India’s DVT stands out compared to similar regimes in Germany and Austria. In 2017, both countries introduced their own transaction value thresholds, targeting high-value transactions that escape scrutiny due to low turnover. The German law was amended to include a DVT that applies to mergers exceeding EUR 400 million, provided the target company has “significant business operations.” Austria introduced a similar threshold of EUR 200 million. However, both laws do not prescribe clear tests for “significant business operations,” making the law somewhat ambiguous and difficult to apply in practice.

In contrast, DVT in India provides a more comprehensive approach to defining significant business operations. The Competition Commission of India (CCI) has provided precise and objective tests for assessing significant business operations. This clarity provides greater predictability for companies navigating M&A reviews.

Under Indian law, the DVT Act applies to transactions whose value exceeds Rs 2,000 crore (approximately USD 239.52 million) and the target company has “substantial business operations in India” (SBOI).

While the DVT is designed as a sector-neutral test, its bias towards checking technology transactions is obvious. For example, the DVT has special provisions for assessing SBOI for companies that provide services over the internet (digital service providers). Under this, a digital service provider will be considered to have SBOI if it has 10% of its global users or customers, 10% of its gross market value (GMV) or 10% of its turnover in India.

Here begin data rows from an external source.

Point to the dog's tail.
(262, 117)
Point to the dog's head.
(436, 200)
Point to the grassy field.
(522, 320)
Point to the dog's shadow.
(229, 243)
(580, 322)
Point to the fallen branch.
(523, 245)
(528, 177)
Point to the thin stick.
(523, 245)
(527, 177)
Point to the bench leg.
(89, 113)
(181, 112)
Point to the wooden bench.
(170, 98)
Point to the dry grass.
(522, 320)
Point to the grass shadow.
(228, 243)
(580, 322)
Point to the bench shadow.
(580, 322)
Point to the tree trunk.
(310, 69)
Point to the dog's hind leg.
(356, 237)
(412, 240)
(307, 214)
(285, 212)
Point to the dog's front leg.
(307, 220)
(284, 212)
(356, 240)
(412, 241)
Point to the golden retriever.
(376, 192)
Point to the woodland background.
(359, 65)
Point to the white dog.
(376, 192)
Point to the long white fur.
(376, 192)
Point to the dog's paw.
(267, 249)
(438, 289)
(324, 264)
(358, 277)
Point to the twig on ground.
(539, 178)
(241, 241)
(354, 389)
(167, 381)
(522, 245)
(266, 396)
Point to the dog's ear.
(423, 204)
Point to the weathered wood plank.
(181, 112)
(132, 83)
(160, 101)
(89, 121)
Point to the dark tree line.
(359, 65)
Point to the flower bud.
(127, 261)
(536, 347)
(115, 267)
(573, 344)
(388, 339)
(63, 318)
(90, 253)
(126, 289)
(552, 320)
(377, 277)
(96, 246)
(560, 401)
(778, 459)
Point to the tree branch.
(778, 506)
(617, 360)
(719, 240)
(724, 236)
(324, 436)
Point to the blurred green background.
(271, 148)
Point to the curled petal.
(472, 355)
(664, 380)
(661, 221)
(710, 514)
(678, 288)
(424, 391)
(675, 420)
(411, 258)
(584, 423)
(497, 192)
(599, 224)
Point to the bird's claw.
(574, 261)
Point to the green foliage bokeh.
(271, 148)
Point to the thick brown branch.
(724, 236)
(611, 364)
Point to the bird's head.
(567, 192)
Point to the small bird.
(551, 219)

Interestingly, the additional requirement of gross market value (GMV) and turnover in India of at least Rs 500 crore (approximately USD 59.88 million) – which is necessary for non-DSP companies to enter into an SBOI agreement – ​​does not apply to DSPs.

In this regard, with a particular focus on the technology industry, DVT has the potential to capture “killer M&As.” These are acquisitions in which the target companies may not generate significant revenues in the growth phase but have the potential to attract huge valuations due to user data, network effects, or strategic potential. This phenomenon is particularly prevalent in the technology industry, where acquisitions such as Facebook’s purchase of WhatsApp or Google’s acquisition of YouTube would likely not be subject to traditional scrutiny despite having a profound impact on global markets.

DVT Loopholes for Infrastructure and Life Sciences Contracts

While India’s new DVT regime is a step forward in addressing the likely adverse impacts of high-value transactions, it does not yet cover significant acquisitions in non-digital sectors, particularly infrastructure and life sciences.

These sectors often have high valuations associated with tangible assets such as manufacturing plants, research and development (R&D) facilities, pipeline inventions, patents that have not yet been commercialized, and so on. These assets may not yet be generating revenues, but they still represent significant market power.

As such, a transaction involving the acquisition of key assets that have not been commercialized may escape antitrust scrutiny because it does not exceed the revenue threshold of INR 5 billion. For example, a pharmaceutical company may acquire a large portfolio of non-commercialized patents, resulting in a transaction that has a significant valuation due to the strategic importance of the patents.

Similarly, an infrastructure transaction involving the acquisition of power plants, ports and other key infrastructure can have a significant impact on market dynamics and yet may go unnoticed by the CCI.

India is the latest country to experiment with DVT, hoping to capture important, market-changing deals. While the approach seems to be effectively targeting M&A deals in the technology sector, significant deals in other industries may still evade scrutiny.

To address this gap, India could consider including an asset-based criterion in its DVT, especially in sectors where valuations are driven by long-term investments in infrastructure or R&D. This adjustment would better reflect the realities of industries that rely on large capex and extended project timelines, ensuring that all high-impact transactions are subject to appropriate antitrust scrutiny.

(Anisha Chand is a Partner and Tanveer Verma is a Principal Associate at Khaitan & Co. The views expressed are personal.)